The standard response to financial pressure is cost reduction. Cutting alone cannot build the best healthcare system in the world. I’ve learned true sustainability requires orchestration expertise that supports strategic investments in areas that drive innovation, economics and the humanity of care.

This means approaching change readiness strategically. Instead of layering on tools or processes and hoping for results, executives must first ask: Are we prepared to use these investments to their fullest potential? Do our people, systems and strategies align to deliver faster value without sacrificing quality or care?

Healthcare leaders should begin by assessing alignment across people, systems and strategies. Engage stakeholders to map current processes, identify gaps and encourage regular interdisciplinary collaboration. Transparent communication and a culture that welcomes feedback are essential.

When issues arise, act quickly, bringing together cross-functional teams to address disconnects and invest in change management support. Use new metrics that reflect both operational and human outcomes, including time-to-value for technology, clinician retention, patient trust and preventive care effectiveness.
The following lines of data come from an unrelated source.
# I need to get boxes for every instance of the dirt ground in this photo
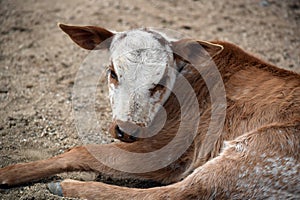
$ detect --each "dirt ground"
[0,0,300,200]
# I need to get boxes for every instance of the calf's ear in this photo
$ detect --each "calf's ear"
[58,24,114,50]
[172,39,224,67]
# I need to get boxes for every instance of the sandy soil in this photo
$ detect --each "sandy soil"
[0,0,300,199]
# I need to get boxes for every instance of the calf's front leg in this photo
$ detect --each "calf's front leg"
[0,143,157,187]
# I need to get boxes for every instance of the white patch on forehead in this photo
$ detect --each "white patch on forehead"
[110,29,176,125]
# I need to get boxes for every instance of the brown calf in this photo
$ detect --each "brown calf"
[0,25,300,200]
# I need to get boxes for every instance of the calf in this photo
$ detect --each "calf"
[0,24,300,200]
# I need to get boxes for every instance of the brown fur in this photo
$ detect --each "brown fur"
[0,27,300,199]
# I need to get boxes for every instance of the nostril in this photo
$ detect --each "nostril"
[115,125,124,138]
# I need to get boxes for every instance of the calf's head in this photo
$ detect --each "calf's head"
[59,24,222,142]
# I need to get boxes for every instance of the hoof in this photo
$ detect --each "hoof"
[48,182,63,197]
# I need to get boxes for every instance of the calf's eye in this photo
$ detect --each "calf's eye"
[108,69,118,81]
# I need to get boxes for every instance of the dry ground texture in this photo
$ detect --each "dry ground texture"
[0,0,300,199]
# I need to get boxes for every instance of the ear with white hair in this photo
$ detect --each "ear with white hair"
[172,39,224,70]
[58,24,114,50]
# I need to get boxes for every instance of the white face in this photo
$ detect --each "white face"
[108,29,176,127]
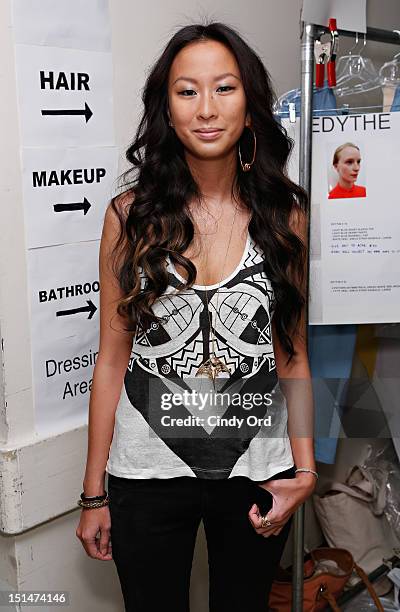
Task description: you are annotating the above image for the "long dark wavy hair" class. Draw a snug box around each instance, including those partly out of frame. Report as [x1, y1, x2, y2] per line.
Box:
[111, 22, 308, 362]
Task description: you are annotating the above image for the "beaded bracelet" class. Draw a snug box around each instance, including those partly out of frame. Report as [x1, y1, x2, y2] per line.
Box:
[81, 491, 107, 501]
[77, 493, 109, 508]
[294, 468, 318, 480]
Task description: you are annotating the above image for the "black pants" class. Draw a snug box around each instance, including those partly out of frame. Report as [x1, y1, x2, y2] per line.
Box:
[108, 468, 295, 612]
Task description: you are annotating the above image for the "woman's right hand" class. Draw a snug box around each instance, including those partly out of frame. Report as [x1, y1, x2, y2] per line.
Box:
[75, 506, 112, 561]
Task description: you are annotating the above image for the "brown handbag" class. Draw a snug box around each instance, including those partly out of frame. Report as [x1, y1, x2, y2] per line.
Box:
[269, 547, 384, 612]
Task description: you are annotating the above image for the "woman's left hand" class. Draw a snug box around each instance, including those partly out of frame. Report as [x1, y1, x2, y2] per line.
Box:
[248, 472, 316, 538]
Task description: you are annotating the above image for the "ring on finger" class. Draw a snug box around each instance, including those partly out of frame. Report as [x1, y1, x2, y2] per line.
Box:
[261, 516, 272, 527]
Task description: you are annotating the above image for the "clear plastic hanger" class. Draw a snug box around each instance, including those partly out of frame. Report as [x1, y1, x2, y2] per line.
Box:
[378, 53, 400, 87]
[334, 34, 381, 98]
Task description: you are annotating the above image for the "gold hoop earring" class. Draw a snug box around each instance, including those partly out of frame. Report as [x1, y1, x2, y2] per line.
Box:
[239, 126, 257, 172]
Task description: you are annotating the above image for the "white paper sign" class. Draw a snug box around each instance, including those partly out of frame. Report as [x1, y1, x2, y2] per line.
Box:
[22, 147, 118, 248]
[12, 0, 111, 51]
[16, 45, 114, 147]
[28, 240, 100, 427]
[312, 113, 400, 324]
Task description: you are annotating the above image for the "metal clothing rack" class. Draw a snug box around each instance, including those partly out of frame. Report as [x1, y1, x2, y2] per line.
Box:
[292, 21, 400, 612]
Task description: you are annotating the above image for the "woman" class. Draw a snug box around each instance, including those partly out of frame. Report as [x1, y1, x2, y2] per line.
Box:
[76, 23, 317, 612]
[328, 142, 366, 200]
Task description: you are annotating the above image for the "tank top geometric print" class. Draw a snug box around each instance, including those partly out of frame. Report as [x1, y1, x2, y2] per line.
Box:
[106, 232, 294, 480]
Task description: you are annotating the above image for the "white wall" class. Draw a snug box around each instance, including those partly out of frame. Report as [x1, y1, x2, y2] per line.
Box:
[0, 0, 400, 612]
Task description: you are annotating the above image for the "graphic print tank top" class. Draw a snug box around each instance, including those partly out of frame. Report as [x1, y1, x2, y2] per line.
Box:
[106, 232, 294, 480]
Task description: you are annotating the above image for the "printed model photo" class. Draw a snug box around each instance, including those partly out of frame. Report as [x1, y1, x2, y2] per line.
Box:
[328, 142, 367, 200]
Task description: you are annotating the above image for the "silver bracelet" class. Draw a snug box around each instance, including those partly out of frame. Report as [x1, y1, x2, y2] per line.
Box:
[294, 468, 318, 480]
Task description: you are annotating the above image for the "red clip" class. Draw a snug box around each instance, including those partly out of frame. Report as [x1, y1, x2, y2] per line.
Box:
[327, 18, 339, 87]
[314, 19, 339, 87]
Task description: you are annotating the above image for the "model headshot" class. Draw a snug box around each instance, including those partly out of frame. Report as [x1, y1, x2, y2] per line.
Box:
[328, 142, 367, 200]
[76, 22, 318, 612]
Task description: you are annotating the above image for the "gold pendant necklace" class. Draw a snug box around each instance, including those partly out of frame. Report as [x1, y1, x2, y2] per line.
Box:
[196, 203, 238, 388]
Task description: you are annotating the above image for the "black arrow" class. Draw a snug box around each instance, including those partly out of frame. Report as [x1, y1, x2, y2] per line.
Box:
[42, 102, 93, 123]
[53, 198, 91, 215]
[56, 300, 97, 319]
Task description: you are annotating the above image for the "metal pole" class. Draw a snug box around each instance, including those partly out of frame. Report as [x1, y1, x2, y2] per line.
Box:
[315, 25, 400, 45]
[292, 22, 316, 612]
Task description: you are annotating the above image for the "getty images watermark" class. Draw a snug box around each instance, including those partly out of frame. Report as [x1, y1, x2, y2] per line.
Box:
[160, 389, 273, 428]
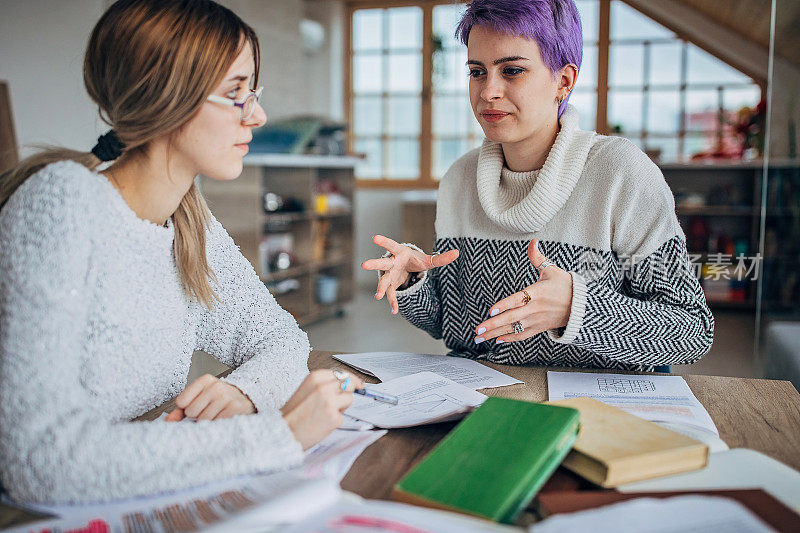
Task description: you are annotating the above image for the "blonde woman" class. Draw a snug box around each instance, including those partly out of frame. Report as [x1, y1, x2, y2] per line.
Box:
[0, 0, 360, 503]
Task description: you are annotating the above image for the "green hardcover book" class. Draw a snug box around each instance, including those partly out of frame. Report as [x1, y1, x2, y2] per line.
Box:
[392, 397, 579, 524]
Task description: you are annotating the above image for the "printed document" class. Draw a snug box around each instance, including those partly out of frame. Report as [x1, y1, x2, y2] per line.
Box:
[10, 430, 386, 532]
[345, 372, 486, 428]
[547, 372, 719, 436]
[333, 352, 523, 390]
[528, 496, 773, 533]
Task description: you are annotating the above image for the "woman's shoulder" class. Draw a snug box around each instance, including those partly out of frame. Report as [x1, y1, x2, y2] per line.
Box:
[0, 160, 104, 230]
[586, 134, 664, 185]
[441, 147, 481, 185]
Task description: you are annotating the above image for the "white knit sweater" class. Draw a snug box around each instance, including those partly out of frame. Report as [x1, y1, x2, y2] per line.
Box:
[0, 161, 309, 503]
[397, 106, 714, 370]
To reduce workforce strain, streamline workflows and support clinicians with efficient technology. Build patient trust through consistent feedback channels and transparency. These actions enable organizations to drive measurable transformation without sacrificing care quality. Streamline workflows to reduce administrative burdens on clinicians, deploy well-supported technology that enhances—rather than complicates—daily practice and invest in staff well-being programs.

On the patient side, create feedback channels and transparency initiatives that invite engagement, demonstrate empathy and foster lasting loyalty. These steps, taken together, can help healthcare organizations drive meaningful transformation in a complex, rapidly evolving environment.

I think healthcare must move beyond incremental efficiency gains and focus on generating measurable improvements that address both financial pressures and human needs.

Leading With Purpose

Healthcare centers on people. Patients deserve care experiences that are accessible, supportive and humane. Clinicians deserve the time and space to practice at the top of their license, not drown in administrative burden. Organizations must demonstrate value in ways that protect both margins and mission.

The opportunity exists. The question is whether we as leaders are ready to seize it. By recognizing hidden costs, addressing workforce strain and aligning technology with strategy, we can move healthcare from a cycle of reaction to a future defined by prevention, performance and partnership.

Healthcare leaders must power the change that will secure the health of tomorrow.